EU tramples on India’s poor

The Guardian | Friday 6 November 2009

EU tramples on India’s poor

David Cronin

The punishing schedules that world leaders follow don’t leave much room for reflection. So I suspect that senior EU figures visiting New Delhi today are not dwelling on the enduring relevance of Mahatma Gandhi’s teachings, even as they lay a wreath in his honour at the Raj Ghat memorial. Nor are they sifting through the abundant evidence in present-day India that proves Gandhi’s aphorism: "Poverty is the worst form of violence."

The European commission hopes that the latest annual summit can give a new impetus to talks aimed at reaching a comprehensive free trade agreement between the two sides. Three years ago India was identified as the second most important "emerging" market on the radar screen of trade officials when the commission issued Global Europe, a blueprint for enabling rich multinational companies to penetrate every corner of the globe. The first was South Korea, with which the EU clinched a trade agreement in October.
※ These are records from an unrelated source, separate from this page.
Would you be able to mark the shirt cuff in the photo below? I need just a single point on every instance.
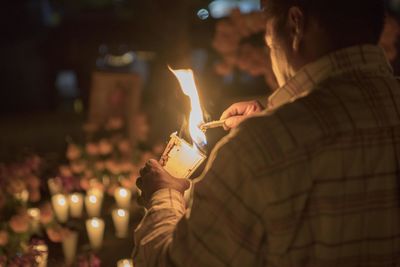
(167, 198)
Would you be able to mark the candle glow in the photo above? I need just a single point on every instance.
(188, 86)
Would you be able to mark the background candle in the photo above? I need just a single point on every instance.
(125, 263)
(123, 197)
(69, 244)
(76, 204)
(60, 206)
(34, 214)
(93, 205)
(95, 230)
(121, 222)
(42, 255)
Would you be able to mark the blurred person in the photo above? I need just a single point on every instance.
(312, 179)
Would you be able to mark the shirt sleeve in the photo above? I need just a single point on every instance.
(219, 229)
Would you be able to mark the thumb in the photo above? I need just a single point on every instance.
(233, 122)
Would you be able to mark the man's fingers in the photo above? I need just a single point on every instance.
(233, 122)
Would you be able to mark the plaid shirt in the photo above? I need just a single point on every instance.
(310, 183)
Peter Mandelson, the EU’s trade commissioner for much of this decade, continues to present India as an economic titan, telling the UK-India Business Council that he viewed the launching of free trade talks with New Delhi as one of his greatest achievements. When he arrived in Brussels in 2004, Mandelson was "struck by a sense that Europe didn’t quite get the pace of Indian change and the implications for the global economy", he said.
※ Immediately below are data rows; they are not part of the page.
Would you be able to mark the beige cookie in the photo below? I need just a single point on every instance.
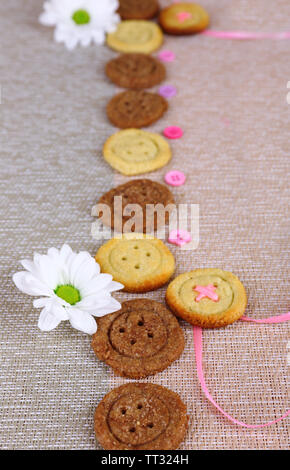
(140, 262)
(134, 151)
(136, 36)
(210, 298)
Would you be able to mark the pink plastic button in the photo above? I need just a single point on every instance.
(179, 237)
(166, 56)
(183, 15)
(175, 178)
(173, 132)
(167, 91)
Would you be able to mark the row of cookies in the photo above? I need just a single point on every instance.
(144, 337)
(181, 18)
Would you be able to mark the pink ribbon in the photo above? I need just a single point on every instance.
(245, 35)
(197, 335)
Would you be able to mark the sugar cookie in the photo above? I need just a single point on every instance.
(136, 36)
(134, 151)
(141, 263)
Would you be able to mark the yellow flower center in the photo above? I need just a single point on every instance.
(68, 293)
(81, 17)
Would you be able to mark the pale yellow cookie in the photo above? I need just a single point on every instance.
(134, 151)
(142, 263)
(136, 36)
(209, 298)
What Mandelson didn’t say is that hundreds of millions of Indians have been excluded from the benefits of the robust growth that left him so mesmerised. Just as he famously mistook mushy peas for guacamole, he seems to think that India comprises only a burgeoning middle class and gleaming skyscrapers. That India has one of the highest concentrations of poor people on this planet has escaped his attention. Estimates of what proportion of its billion-plus inhabitants subsist on less than a dollar a day vary from about 40% (according to the World Bank) to nearly 80% (according to a report in 2007, commissioned by the Indian government). Regardless of which source is most accurate, it’s clear that extreme hardship is widespread.
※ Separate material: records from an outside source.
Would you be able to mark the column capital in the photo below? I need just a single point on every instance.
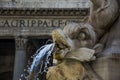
(20, 42)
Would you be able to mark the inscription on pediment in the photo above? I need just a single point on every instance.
(32, 26)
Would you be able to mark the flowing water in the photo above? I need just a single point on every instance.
(41, 61)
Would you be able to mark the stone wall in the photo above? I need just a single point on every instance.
(44, 3)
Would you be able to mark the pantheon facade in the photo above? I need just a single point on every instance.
(25, 25)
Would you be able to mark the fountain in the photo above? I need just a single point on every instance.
(65, 51)
(42, 60)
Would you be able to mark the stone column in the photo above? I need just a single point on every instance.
(20, 57)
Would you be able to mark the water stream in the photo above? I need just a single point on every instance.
(42, 60)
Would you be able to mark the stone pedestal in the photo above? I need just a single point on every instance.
(20, 58)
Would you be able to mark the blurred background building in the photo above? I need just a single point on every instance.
(25, 25)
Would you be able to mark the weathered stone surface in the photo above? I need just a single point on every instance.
(44, 4)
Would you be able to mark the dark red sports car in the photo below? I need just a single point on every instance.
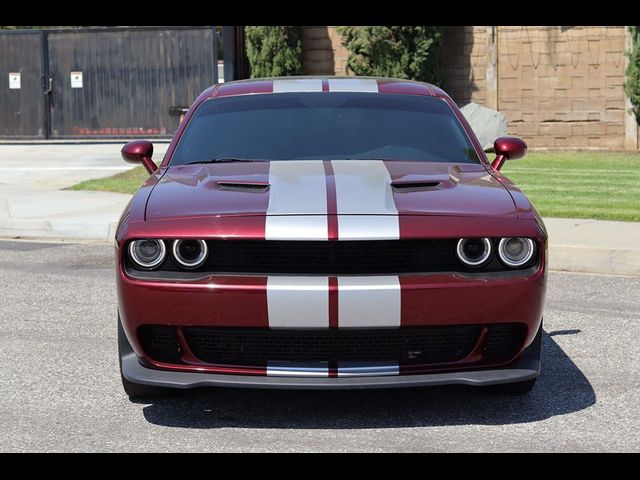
(328, 233)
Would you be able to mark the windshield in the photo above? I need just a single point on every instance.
(325, 126)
Mandelson’s successor in Brussels, Catherine Ashton, isn’t any better. She has kept the trade talks with India high on her list of priorities. She has also kept the details of the discussions secret to ensure that they will not be subject to anything as irksome as democratic scrutiny. Still, drafts of the agreement that her aides are pushing India to sign have leaked. And their contents are frightening.

An analysis by the fair trade organisation Traidcraft has exposed how the EU’s preferred agreement is driven by the flawed thinking that helped cause the financial crisis. As part of a deregulation agenda, India would be required to effectively cede control of its banking sector to the masters of global capitalism. Foreign banks are currently allowed to open only 12 new branches in India per year; the EU is pushing vigorously for that restriction to be scrapped.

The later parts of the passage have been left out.